Broadly there are two ways to use the client library. The first is for
direct instrumentation of an application. With this you create
counter/gauge/etc objects and then when something happens (e.g.
increment a counter on an event, add request time to a counter) you use
those objects to adjust the current metric state. Separately you have
the HTTP interface which allows Prometheus (or any other system which
can understand OpenMetrics or Prometheus exposition format) to fetch the
current metric state.

The second mechanism, which sound like the one you actually want, is
commonly used for exporters where the metric information isn't created
via code running and adjusting objects directly, but instead by calling
an external service and converting the returned data or (as in your
case) querying a cache of such data. For that you would register a
custom collector which is called on every scrape. That collector is then
responsible for doing whatever is needed to obtain the information
(again for you just look at some local state data storage) and then
convert and return the data in the correct Prometheus format. The
difference between the two can be easily seen with a counter. For direct
instrumentation you would have an object that represents the counter and
then you would use the increment method to adjust its value based on the
events that are occurring (e.g. adding the timing of an action to a
counter). At no point does the main code know or care what the current
value of the counter is - that is purely for the HTTP interface to use.
For an exporter the custom collector instead creates an object during
the scrape process (rather than it being created on startup) and
directly sets the value (not using increments).

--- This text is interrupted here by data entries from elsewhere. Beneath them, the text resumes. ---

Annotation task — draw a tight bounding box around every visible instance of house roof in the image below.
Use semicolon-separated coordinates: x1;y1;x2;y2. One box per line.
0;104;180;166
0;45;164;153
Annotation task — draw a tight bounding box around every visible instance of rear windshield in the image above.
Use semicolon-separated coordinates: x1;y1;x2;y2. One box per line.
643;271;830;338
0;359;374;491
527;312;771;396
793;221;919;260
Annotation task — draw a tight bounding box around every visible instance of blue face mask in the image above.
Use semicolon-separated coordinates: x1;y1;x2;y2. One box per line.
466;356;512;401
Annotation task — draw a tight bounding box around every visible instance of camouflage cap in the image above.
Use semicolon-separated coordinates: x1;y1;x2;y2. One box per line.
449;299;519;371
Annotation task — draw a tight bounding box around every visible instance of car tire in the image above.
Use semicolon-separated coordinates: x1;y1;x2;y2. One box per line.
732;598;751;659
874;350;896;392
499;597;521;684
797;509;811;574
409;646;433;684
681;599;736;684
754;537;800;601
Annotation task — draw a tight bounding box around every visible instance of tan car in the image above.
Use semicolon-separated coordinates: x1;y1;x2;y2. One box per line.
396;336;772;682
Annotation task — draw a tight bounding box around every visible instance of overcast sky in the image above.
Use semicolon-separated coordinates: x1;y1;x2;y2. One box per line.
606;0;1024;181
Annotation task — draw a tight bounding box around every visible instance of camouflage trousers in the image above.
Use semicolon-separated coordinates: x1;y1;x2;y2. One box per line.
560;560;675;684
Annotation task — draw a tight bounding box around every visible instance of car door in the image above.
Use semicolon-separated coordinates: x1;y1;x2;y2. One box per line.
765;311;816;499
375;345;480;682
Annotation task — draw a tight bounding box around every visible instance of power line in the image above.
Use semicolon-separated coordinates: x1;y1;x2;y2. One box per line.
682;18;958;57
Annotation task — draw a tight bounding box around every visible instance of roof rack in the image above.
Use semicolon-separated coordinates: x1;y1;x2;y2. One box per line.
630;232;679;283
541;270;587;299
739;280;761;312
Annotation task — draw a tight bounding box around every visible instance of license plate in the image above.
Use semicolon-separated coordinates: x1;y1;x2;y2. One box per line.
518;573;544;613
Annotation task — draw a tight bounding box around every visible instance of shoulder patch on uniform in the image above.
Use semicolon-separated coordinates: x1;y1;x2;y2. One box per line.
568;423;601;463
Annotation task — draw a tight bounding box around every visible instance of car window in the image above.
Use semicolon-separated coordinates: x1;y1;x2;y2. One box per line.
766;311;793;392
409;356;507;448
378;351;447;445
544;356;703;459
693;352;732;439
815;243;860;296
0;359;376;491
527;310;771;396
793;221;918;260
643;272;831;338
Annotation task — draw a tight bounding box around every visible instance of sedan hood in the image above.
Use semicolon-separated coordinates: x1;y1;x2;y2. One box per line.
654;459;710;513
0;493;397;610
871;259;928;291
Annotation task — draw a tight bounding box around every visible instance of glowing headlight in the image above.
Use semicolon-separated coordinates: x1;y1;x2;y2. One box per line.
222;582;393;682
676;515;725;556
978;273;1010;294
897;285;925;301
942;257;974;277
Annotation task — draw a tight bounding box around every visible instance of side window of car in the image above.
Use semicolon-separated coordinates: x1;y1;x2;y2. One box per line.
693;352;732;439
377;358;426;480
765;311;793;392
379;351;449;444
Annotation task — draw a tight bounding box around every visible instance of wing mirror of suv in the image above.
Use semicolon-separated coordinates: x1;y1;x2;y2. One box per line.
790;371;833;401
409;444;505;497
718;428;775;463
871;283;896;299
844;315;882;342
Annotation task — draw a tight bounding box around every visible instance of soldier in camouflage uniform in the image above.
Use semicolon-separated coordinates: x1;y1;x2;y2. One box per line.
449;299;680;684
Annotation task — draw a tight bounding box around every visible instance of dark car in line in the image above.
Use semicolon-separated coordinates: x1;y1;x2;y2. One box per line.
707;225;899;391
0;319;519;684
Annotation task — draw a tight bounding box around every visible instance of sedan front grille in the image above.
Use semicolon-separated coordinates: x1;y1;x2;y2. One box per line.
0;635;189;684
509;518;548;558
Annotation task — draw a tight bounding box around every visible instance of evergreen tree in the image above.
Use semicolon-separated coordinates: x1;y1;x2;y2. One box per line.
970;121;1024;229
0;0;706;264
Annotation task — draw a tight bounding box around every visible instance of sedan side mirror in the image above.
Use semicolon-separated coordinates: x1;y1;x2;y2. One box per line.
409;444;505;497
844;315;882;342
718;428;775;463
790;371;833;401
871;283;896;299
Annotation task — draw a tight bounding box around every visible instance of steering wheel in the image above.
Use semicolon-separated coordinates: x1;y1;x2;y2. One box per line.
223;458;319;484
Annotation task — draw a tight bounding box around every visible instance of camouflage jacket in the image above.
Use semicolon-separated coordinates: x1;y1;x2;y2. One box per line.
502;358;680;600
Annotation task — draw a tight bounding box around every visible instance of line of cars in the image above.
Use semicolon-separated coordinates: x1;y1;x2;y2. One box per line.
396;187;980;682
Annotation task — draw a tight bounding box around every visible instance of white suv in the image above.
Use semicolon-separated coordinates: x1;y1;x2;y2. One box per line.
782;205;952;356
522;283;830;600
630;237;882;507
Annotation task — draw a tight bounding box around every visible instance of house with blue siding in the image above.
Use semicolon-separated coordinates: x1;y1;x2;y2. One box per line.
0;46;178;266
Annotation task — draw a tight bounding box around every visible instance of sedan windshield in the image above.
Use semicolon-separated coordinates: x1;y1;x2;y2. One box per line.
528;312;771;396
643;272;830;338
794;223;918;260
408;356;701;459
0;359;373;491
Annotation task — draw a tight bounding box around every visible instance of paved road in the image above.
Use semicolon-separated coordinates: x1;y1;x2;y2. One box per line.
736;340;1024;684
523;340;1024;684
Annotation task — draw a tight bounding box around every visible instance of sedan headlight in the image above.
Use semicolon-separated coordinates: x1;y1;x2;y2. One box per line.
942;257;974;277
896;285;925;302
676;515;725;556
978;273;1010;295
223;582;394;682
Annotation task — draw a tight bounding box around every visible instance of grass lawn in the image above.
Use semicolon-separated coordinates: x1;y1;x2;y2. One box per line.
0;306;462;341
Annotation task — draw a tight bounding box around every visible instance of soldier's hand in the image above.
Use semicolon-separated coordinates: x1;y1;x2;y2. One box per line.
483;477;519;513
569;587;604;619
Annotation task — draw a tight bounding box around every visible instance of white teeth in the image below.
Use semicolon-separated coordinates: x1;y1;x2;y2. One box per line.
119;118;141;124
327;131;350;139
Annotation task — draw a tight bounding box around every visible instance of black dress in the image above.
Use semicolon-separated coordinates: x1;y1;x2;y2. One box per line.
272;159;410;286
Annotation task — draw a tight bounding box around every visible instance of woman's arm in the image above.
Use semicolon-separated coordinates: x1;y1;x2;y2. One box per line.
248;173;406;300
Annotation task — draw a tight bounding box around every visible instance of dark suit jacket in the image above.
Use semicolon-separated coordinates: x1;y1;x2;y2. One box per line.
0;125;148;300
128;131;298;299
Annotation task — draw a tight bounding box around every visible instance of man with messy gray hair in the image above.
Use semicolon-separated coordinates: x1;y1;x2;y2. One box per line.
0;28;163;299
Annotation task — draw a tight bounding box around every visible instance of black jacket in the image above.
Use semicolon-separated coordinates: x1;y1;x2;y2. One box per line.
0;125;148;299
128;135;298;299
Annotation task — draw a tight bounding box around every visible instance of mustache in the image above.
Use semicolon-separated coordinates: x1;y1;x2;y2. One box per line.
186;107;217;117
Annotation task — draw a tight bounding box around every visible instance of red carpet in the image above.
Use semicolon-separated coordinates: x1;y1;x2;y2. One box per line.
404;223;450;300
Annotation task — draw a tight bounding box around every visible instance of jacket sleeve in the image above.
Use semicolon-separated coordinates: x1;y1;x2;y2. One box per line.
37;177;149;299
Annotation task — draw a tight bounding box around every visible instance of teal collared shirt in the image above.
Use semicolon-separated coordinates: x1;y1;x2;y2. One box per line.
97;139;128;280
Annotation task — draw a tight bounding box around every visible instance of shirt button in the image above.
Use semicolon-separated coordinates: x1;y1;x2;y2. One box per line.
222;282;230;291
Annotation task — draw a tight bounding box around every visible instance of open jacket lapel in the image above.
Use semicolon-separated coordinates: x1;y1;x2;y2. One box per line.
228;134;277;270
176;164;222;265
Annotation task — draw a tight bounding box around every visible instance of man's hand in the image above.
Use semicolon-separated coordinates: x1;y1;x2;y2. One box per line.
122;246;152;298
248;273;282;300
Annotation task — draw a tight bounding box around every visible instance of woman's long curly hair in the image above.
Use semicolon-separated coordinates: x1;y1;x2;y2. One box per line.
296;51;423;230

Some Python code can be found here to explain that:
https://godoc.org/github.com/prometheus/client_golang/prometheus#hdr-Custom_Collectors_and_constant_Metrics

For Go the equivalent documentation seems to be here:
https://godoc.org/github.com/prometheus/client_golang/prometheus#hdr-Custom_Collectors_and_constant_Metrics

From what you describe I'm not sure if you are using the custom
collector method or are trying to use the mechanism designed for direct
instrumentation.

akshay sharma

unread,

Jan 23, 2021, 8:48:20 AM1/23/21

to Stuart Clark, Prometheus Users, Ben Kochie

Thanks for the clarification,

We are using newgaugemetric collector, which in turn convert data in to Prometheus gauge format. We need to use gauge to monitor metric value at some point. Counter won't works in our case.

Function which we are using to convert in Prometheus gauge format.

prometheus.NewGauge(prometheus.GaugeOpts)

Can you please put some light on custom collector or any example we can refer to or any exporter where someone used same custom collectors.??